2. It's making us hoarders
I'm personally at fault with this one. I keep way too many stuffed animals, trinkets, jewelry, and clothes that I will never really use again. Despite not having purpose, I can't seem to find it in myself to rid with these boxes of my childhood covered in dust. We could be reasonable and only keep a few things--- but then we feel unreasonably sad for the items we would be getting rid of.
Stop being a hoarder. Remove the garbage.
3. It's embarrassing
Many people think about their past selves, and cringe. Why should we be constantly reminded by Facebook that we had horrible side bangs in middle school?

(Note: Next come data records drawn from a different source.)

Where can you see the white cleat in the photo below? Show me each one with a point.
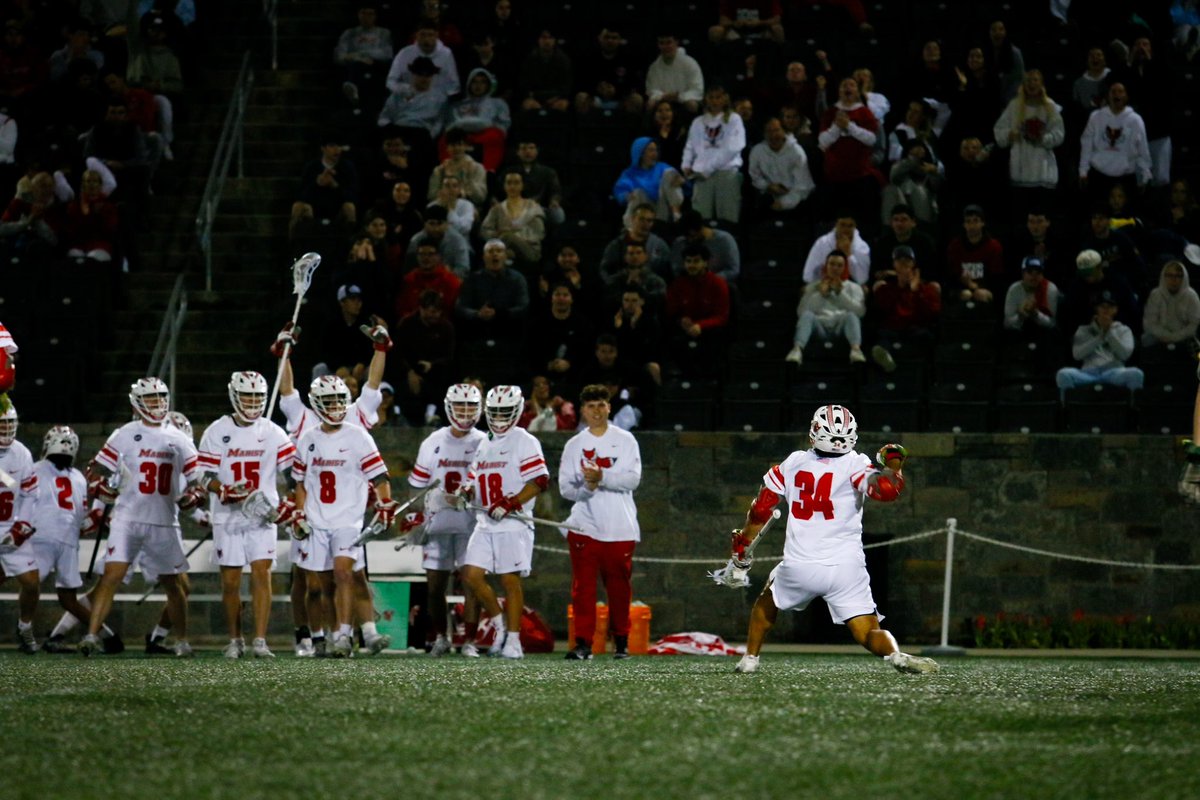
(343, 645)
(749, 663)
(377, 643)
(90, 644)
(513, 648)
(911, 665)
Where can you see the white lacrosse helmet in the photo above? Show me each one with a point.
(834, 429)
(9, 427)
(150, 400)
(503, 408)
(463, 404)
(179, 420)
(247, 394)
(330, 400)
(60, 440)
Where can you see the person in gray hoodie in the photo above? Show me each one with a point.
(484, 118)
(1173, 310)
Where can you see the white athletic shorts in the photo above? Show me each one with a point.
(501, 553)
(18, 560)
(238, 546)
(157, 549)
(846, 588)
(61, 559)
(444, 552)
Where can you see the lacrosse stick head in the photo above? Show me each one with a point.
(732, 575)
(258, 507)
(301, 272)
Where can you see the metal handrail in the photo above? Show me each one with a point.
(163, 358)
(231, 142)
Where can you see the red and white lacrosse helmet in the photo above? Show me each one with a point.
(150, 400)
(463, 404)
(330, 400)
(247, 394)
(503, 408)
(833, 431)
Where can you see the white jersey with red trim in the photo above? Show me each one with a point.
(823, 505)
(15, 503)
(606, 513)
(363, 411)
(154, 458)
(255, 453)
(502, 468)
(445, 457)
(61, 503)
(336, 469)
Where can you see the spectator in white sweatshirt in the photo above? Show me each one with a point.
(1114, 146)
(712, 157)
(779, 169)
(675, 77)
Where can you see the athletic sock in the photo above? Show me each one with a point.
(69, 623)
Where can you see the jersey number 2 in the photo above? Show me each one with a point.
(813, 495)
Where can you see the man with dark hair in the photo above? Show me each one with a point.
(600, 468)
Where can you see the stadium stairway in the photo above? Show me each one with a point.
(231, 328)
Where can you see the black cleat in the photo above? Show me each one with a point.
(57, 644)
(156, 648)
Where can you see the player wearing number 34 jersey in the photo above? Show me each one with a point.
(823, 489)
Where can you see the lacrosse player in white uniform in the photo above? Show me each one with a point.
(508, 474)
(445, 456)
(60, 513)
(601, 465)
(823, 489)
(335, 465)
(145, 515)
(241, 453)
(17, 557)
(310, 639)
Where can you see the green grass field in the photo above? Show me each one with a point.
(807, 726)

We also obsessed over anime shows, dressed in neon colors, played the recorder for school, and gossiped about what 5th grade boy or girl we would marry someday.
We don't need to relive those years, they were the dark ages.
4. It's making us obsess over social media
I'm not going to say that technology is making our lives perfect. It isn't. Social media is an amazing tool, but also it can ruin us. Whenever we look too far back into our profiles, we waste time. We could be making new memories, but instead we're choosing to dwell on events that are no longer happening. Also, social media makes us think only the things that we have taken photos of matter. That isn't true.
What we do today and tomorrow, whether or not it is photo worthy, is a lot more important that scrolling for hours down a feed of memories.
5. It's taking away our focus from the present
I know we've all heard this. We will be happier if we live in the present. I hate listening to others as much as everyone else, but it's true. I think back to the beginning of high school when I struggled to make new friends. My friends from middle school faded away, and my childhood friends lived across the country. I was lonely.
I could think back to those days, and feel as if I have no self worth, or I could think about the present. I have friends that love me, music I love working on, and a family that doesn't argue too often.